Parallel dazu hat sich die Wirbelsäulenchirurgie deutlich spezialisiert. Zunehmend werden komplexe Eingriffe durchgeführt, etwa bei Fehlstellungen wie Skoliosen oder Wirbelgleiten. Dabei kommen verstärkt minimalinvasive und mikroskopisch unterstützte Verfahren zum Einsatz. Diese Entwicklung entspricht dem allgemeinen Trend im Gesundheitswesen hin zu schonenderen Operationsmethoden und kürzeren Liegezeiten.
Ein weiterer zentraler Faktor für die positive Entwicklung ist die gezielte Investition in Medizintechnik. Geplant sind zusätzliche Anschaffungen, die insbesondere im operativen Bereich zur weiteren Verbesserung der Behandlungsqualität beitragen sollen. Gleichzeitig wurde das ambulante Angebot durch erweiterte Sprechstundenstrukturen ausgebaut, um eine bessere Patientensteuerung zu ermöglichen.

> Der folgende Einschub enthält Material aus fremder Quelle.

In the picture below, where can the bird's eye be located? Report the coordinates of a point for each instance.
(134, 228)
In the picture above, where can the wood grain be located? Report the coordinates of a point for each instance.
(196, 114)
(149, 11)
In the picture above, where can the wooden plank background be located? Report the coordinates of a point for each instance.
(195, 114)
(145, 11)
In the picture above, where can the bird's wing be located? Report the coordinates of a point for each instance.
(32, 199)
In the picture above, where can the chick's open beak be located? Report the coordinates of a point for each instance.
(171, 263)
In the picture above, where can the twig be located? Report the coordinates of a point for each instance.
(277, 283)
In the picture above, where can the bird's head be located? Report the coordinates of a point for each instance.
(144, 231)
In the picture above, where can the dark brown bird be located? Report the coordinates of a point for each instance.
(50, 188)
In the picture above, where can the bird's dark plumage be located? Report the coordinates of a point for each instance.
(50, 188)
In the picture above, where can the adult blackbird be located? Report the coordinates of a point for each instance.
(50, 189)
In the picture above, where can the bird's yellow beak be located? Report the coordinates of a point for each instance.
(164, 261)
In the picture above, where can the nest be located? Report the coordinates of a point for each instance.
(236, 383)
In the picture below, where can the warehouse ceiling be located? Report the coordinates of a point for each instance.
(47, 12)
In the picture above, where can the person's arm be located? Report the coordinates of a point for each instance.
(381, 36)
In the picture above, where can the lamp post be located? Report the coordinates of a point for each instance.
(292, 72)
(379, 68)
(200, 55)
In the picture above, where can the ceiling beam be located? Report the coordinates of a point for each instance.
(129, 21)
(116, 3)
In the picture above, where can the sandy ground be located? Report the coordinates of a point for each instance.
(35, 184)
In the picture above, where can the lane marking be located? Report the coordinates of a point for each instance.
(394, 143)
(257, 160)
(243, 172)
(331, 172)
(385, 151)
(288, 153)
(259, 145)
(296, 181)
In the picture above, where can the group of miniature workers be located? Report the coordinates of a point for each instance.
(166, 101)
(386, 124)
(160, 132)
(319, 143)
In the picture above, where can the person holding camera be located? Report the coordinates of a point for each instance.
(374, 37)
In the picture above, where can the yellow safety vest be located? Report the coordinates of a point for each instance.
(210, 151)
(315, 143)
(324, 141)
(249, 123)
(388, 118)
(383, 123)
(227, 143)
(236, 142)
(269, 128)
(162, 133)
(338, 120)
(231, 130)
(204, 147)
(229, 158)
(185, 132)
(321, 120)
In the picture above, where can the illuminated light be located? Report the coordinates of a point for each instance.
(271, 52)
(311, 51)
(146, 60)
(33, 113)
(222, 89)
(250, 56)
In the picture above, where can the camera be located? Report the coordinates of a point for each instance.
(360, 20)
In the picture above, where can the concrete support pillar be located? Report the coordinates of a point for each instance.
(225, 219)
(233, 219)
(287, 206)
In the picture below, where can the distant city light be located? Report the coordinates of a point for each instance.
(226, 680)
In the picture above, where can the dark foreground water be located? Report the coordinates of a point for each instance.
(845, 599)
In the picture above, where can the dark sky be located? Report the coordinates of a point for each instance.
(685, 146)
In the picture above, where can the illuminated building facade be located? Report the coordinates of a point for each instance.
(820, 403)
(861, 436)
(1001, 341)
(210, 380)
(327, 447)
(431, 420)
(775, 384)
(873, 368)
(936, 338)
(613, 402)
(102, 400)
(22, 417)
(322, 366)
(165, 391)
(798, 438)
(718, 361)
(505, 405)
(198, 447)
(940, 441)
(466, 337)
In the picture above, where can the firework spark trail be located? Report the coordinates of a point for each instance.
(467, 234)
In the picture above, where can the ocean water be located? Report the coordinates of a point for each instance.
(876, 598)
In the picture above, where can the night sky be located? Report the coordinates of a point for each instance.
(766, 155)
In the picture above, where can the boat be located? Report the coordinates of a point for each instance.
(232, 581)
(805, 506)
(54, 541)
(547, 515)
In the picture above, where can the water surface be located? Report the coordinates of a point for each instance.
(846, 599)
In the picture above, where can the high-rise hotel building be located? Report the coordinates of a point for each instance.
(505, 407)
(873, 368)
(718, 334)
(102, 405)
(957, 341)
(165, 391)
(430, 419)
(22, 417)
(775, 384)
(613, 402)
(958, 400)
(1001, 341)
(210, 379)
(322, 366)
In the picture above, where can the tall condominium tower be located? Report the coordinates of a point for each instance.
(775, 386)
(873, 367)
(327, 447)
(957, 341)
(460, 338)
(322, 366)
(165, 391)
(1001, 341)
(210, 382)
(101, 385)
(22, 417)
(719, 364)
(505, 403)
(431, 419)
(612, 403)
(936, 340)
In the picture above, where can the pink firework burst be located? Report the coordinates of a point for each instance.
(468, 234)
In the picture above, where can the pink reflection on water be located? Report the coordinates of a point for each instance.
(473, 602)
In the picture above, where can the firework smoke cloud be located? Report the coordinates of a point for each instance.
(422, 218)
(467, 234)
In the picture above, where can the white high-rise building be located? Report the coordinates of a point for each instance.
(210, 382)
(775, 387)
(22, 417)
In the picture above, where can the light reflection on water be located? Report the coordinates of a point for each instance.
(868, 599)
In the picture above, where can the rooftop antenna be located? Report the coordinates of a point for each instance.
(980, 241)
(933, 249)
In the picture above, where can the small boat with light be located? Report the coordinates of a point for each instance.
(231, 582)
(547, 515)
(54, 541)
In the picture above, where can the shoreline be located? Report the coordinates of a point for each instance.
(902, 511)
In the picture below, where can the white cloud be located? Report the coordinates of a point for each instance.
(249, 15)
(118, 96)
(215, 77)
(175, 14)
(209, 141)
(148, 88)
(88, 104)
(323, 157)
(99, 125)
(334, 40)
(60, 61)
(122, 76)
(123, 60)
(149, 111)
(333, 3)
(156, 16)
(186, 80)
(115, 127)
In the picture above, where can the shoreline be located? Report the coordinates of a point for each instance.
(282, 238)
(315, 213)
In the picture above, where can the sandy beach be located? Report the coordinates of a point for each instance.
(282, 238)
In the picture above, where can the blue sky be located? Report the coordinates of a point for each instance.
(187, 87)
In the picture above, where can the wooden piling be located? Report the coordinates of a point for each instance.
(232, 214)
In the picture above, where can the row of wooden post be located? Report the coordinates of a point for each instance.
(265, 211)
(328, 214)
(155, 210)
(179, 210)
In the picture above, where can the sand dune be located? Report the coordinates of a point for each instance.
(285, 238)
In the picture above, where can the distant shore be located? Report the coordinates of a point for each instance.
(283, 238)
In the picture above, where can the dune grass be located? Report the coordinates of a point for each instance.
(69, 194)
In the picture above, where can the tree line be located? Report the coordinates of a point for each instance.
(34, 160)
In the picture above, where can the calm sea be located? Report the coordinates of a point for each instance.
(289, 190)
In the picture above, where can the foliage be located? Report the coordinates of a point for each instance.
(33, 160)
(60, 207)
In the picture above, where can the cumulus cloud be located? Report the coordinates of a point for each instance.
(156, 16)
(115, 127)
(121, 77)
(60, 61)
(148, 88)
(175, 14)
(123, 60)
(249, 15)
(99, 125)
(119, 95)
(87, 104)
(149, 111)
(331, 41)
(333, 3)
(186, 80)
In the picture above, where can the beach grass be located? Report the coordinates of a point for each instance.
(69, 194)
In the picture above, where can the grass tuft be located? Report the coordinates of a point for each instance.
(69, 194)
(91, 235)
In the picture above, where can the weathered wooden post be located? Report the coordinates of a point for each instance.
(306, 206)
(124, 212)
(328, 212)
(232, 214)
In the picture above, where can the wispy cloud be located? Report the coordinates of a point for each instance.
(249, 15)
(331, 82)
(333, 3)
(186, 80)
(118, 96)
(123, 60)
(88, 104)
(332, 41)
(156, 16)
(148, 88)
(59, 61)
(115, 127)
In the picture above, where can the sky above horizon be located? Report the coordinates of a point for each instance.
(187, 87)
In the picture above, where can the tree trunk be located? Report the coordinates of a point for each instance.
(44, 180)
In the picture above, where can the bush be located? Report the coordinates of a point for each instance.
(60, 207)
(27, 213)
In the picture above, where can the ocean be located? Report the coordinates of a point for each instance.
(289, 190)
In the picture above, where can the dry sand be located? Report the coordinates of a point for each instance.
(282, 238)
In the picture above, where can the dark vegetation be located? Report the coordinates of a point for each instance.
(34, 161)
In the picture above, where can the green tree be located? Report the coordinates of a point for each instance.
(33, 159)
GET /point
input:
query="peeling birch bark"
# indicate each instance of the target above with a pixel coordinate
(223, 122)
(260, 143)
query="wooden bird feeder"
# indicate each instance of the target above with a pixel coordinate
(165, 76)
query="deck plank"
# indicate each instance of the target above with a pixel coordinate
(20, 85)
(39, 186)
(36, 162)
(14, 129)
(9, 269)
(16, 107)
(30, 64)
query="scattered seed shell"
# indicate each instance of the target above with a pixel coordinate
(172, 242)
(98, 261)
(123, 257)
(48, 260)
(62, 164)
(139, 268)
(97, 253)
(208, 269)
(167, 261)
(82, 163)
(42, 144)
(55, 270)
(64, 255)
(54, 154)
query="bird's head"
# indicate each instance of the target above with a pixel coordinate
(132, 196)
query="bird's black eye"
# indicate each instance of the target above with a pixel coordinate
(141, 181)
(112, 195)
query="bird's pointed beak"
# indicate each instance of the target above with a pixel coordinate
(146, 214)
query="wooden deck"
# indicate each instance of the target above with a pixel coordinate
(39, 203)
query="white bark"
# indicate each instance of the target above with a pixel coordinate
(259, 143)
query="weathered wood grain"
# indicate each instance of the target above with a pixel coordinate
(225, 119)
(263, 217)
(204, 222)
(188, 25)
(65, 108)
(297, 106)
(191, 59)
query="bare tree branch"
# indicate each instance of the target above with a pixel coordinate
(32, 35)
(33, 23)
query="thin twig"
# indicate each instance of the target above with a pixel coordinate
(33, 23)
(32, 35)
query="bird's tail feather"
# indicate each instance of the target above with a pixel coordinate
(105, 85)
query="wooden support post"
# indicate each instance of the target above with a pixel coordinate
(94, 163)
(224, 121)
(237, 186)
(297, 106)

Als zertifiziertes Traumazentrum übernimmt das Klinikum zudem eine wichtige Rolle in der Versorgung komplexer Verletzungen. Die wohnortnahe Behandlung stellt dabei einen entscheidenden Vorteil für die regionale Bevölkerung dar und stärkt die Versorgungsfunktion des Hauses im ländlichen Raum.
Die steigenden Patientenzahlen wirken sich auch auf die strukturelle Planung aus. Im Zuge eines geplanten Klinikneubaus ist eine Erweiterung der Bettenkapazitäten vorgesehen, um dem wachsenden Bedarf gerecht zu werden. Für das Klinikmanagement bedeutet dies eine kontinuierliche Anpassung von Ressourcen, Personal und Infrastruktur.
Insgesamt verdeutlicht die Entwicklung am KMG Klinikum Sömmerda, wie durch gezielte Spezialisierung, Investitionen und organisatorische Weiterentwicklung eine nachhaltige Stärkung der Wettbewerbsposition erreicht werden kann. Gleichzeitig wird die wohnortnahe Versorgung in der Region weiter ausgebaut.